As a refresher, a verb relates to action - what is happening in the sentence. The most boring verb around is the verb "to be," which is most often used with terms like "I am walking," "They are walking," "You were walking" and so on. The people are all walking, but the verb is am/are/were (all forms of "to be"). This is like saying that people existed - boring already. Use of this is called the passive voice, and is a big no-no in writing. There are plenty of articles explaining the details, so I will let Google explain that while I explain a little about mood verbs.
So let's say my story starts with me going to the store. I won't say "I was walking to the store" because that "was" makes it boring. I can instead say, "I walked to the store." However, let's think if "walked" is even necessary. This provides information. I didn't drive, or cycle, or run - I walked. At this point I should ask myself whether my form of transportation to the store important? If I walked, then bought thirty pounds of stuff and had to lug them back two miles in those crappy plastic bags, walking is important. Maybe as I shop, I think about carrying stuff back. However, if my transportation isn't important, why burden the reader with excessive information?
"I went to the store." Ta-da! I am at the store without concerning the reader about unnecessary stuff. I can save the important verbs for the parts of the story that matter. In fact, if I use the interesting verbs exclusively for the dramatic parts of the story, the reader subconsciously collects this information and focuses on the most important elements. They become engaged with the story, and, as I have said many times in this space, engaging the reader is the most important responsibility of any writer.
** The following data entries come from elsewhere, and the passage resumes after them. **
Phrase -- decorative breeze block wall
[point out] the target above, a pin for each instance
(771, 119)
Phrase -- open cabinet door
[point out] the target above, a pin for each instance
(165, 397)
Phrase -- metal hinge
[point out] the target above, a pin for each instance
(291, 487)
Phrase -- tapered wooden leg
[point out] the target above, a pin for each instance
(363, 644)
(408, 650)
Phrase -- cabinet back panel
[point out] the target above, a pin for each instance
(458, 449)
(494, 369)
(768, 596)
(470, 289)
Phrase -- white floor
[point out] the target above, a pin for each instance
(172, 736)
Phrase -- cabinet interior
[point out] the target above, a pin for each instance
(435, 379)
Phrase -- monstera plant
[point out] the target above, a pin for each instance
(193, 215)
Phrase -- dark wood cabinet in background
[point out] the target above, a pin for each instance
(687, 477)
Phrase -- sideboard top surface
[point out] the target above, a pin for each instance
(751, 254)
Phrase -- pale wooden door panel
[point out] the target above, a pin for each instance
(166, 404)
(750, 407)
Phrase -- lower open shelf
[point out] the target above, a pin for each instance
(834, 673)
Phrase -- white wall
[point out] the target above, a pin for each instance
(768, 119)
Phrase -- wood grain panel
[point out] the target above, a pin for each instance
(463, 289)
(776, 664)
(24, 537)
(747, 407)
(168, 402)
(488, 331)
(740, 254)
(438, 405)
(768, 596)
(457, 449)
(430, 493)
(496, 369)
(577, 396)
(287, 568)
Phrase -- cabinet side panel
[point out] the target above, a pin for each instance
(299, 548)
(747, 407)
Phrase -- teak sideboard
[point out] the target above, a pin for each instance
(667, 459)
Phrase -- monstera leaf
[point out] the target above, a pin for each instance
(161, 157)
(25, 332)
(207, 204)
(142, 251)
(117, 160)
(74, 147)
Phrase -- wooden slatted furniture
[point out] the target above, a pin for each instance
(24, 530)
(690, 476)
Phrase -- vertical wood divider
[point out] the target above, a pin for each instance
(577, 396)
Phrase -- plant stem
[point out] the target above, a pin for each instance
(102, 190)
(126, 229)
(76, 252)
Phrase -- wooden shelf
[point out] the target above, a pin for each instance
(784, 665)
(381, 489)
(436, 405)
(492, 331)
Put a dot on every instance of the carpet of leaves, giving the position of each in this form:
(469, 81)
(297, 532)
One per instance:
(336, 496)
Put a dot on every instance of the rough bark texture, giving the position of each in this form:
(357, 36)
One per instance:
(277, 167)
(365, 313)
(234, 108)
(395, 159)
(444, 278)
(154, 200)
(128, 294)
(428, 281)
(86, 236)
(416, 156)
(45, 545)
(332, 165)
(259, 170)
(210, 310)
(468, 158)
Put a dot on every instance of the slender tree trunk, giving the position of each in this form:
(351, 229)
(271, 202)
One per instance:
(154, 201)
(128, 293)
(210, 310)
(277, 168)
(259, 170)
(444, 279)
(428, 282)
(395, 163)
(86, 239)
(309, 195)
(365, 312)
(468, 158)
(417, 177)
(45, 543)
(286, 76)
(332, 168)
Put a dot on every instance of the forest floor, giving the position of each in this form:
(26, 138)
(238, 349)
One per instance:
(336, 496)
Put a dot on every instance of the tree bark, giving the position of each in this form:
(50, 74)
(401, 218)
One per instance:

Being overdramatic is the flip-side of verb use. "I put on my walking shoes and rushed to the store," would pack on the details, information, and active verbs, but if none of that is important to the story, it creates a false sense of urgency - drama - that ultimately disappoints the reader. They become burdened with every little point and the story - no matter how interesting it may be - gets lost in the writing.
Try examining a story that really draws you in, and see how the verb use works. You might be surprised to see just how cleverly they are used. And someday when I write the broccoli story, you will realize just how funny it was.